Investment Commentary – March 14th, 2017

Market Indices as of Market Close March 14th, 2017
Dow 20,837 (5.88% YTD)
S&P 2,361 (5.76% YTD)
NASDAQ 5,856 (8.37% YTD)
Gold $1,198 (52 Week Low $1,127 High $1,387)
OIL $47.94 (52 Week Low $40.97 High $56.92)
US 10Y Treasury 2.597 (15.23% YTD)
Barclay Bond Aggregate (-0.49% YTD) Our new reporting index to include broad market bond performance

Stocks close lower as weak energy shares drag
U.S. stocks retreated Tuesday as energy shares sold off on the back of weak crude oil prices. April West Texas Intermediate crude CLJ7, -0.93% fell for a seventh session, shedding 68 cents, or 1.4%, to settle at $47.72. Market sentiment also remained cautious as Federal Reserve’s monetary policy meeting got underway. The S&P 500 SPX, -0.34% fell 8 points, or 0.3%, to close at 2,365 as the energy sector dropped 1.1%. The Dow Jones Industrial Average DJIA, -0.21% shed 44 points, or 0.2%, to end at 20,837 while the Nasdaq Composite Index COMP, -0.32% declined 18 points, or 0.3%, to close at 5,856.

This past week’s leaders include Healthcare, technology and consumer goods. Laggards include basic materials, utilities and oil.

Around the Market headlines

OIL SLIDE: Crude oil prices dropped about 9% for the week amid fresh evidence of growing U.S. stockpiles. The prices of U.S. crude fell below $50 on Thursday for the first time this year, and the cumulative decline on Wednesday and Thursday was the biggest two-day drop since June 2016.

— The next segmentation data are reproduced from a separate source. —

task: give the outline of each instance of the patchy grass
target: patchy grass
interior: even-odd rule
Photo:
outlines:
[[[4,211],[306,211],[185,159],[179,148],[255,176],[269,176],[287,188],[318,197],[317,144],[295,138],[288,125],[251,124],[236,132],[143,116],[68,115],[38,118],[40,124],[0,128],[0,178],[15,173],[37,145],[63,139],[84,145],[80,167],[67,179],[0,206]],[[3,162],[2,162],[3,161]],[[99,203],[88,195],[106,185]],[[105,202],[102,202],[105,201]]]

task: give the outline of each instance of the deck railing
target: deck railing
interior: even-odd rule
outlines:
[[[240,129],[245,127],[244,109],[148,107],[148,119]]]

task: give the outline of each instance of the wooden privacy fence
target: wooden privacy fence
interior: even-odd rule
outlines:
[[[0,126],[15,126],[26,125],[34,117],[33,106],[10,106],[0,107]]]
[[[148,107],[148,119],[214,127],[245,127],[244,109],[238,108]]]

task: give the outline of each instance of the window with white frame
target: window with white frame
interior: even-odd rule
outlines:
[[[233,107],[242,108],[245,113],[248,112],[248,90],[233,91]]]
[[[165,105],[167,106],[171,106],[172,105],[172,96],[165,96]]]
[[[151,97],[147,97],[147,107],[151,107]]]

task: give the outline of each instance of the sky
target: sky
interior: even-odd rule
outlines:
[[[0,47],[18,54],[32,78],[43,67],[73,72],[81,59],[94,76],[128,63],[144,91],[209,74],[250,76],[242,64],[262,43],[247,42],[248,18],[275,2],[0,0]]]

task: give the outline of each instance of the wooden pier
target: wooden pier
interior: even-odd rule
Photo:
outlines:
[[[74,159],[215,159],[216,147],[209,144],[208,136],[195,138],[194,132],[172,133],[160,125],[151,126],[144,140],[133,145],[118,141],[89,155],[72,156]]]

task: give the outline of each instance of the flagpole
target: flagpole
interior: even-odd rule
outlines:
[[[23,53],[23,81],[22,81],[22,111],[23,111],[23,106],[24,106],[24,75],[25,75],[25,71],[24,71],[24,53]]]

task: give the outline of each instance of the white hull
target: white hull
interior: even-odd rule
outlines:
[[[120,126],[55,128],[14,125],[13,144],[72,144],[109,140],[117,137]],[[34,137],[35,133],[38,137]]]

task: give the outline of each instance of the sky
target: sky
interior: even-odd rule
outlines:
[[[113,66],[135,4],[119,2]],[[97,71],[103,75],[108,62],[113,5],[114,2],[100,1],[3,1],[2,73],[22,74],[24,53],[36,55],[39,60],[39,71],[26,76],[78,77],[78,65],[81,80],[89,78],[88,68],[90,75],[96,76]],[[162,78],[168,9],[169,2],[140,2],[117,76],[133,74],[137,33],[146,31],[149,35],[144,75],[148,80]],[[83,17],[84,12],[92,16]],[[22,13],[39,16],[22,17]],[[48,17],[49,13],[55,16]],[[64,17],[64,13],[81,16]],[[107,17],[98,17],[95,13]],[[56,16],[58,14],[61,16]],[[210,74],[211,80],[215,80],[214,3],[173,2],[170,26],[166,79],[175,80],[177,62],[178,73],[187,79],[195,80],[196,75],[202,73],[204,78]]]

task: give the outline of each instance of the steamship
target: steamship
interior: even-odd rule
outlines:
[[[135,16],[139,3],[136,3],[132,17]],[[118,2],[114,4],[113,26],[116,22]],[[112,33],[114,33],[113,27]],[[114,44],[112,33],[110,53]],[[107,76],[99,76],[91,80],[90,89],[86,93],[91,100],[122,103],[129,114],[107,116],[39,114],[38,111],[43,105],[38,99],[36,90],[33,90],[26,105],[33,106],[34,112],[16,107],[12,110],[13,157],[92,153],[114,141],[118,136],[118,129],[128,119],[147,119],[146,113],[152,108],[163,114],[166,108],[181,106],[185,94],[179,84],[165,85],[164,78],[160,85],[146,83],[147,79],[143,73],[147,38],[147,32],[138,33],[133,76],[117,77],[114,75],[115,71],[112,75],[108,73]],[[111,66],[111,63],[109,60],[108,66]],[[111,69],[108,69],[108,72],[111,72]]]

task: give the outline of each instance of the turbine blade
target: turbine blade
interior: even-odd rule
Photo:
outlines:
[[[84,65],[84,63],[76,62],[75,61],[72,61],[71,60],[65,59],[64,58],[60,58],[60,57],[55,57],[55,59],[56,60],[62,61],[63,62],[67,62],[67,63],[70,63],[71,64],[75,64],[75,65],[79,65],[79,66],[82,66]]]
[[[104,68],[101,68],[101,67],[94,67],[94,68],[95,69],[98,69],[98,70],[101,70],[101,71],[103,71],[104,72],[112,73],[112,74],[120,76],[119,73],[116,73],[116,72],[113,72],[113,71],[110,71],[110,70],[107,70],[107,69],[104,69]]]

ENERGY DRAIN: The decline in oil prices weighed on shares of energy stocks and the broader market. Stocks posted modest declines on the first three days of the week before making a modest comeback on Thursday and Friday.

JOBS STRENGTH: Friday’s monthly employment report was strong on several fronts, as the 235,000 jobs added in February exceeded analysts’ expectations, the estimate of previous months’ gains was revised upward, and the unemployment rate slipped from 4.8% to 4.7%.

YIELDS CLIMB: Recent economic gains and expectations of an interest-rate hike led to a sell-off in the bond market, sending yields higher. The yield of the 10-year U.S. Treasury bond climbed to 2.60% on Thursday, its highest level of the year and close to its highest level since mid-2014.

EURO TIGHTENING?: The European Central Bank on Thursday kept key interest rates unchanged and made no changes to its bond-buying economic stimulus program. ECB President Mario Draghi said that the central bank was becoming more optimistic about economic growth across Europe, fueling expectations that the ECB could become less inclined to approve additional stimulus.

THIS DAY IN FINANCIAL HISTORY: March 14th, 1946 UAW GM Agree To End Strike
175,000 members of the United Auto Workers (UAW) union agreed to go back to work after General Motors offered an increase in wages. However, nationwide price increases and subsequent inflation soon wiped out any gains made by the workers.

On tap for the rest of the week:
Wednesday: U.S. Federal Reserve Board concludes two-day meeting, Chair Janet Yellen holds press conference; Consumer Price Index, U.S. Bureau of Labor Statistics; retail sales, business inventories, U.S. Census Bureau
Thursday: Housing starts, U.S. Census Bureau; Job Openings and Labor Turnover Survey, U.S. Bureau of Labor Statistics
Friday: Thomson Reuters/University of Michigan Index of Consumer Sentiment, preliminary result; industrial production and capacity utilization, U.S. Federal Reserve

The views presented are not intended to be relied on as a forecast, research or investment advice and are the opinions of the sources cited and are subject to change based on subsequent developments. They are not a recommendation, offer or solicitation to buy or sell any securities or to adopt any investments.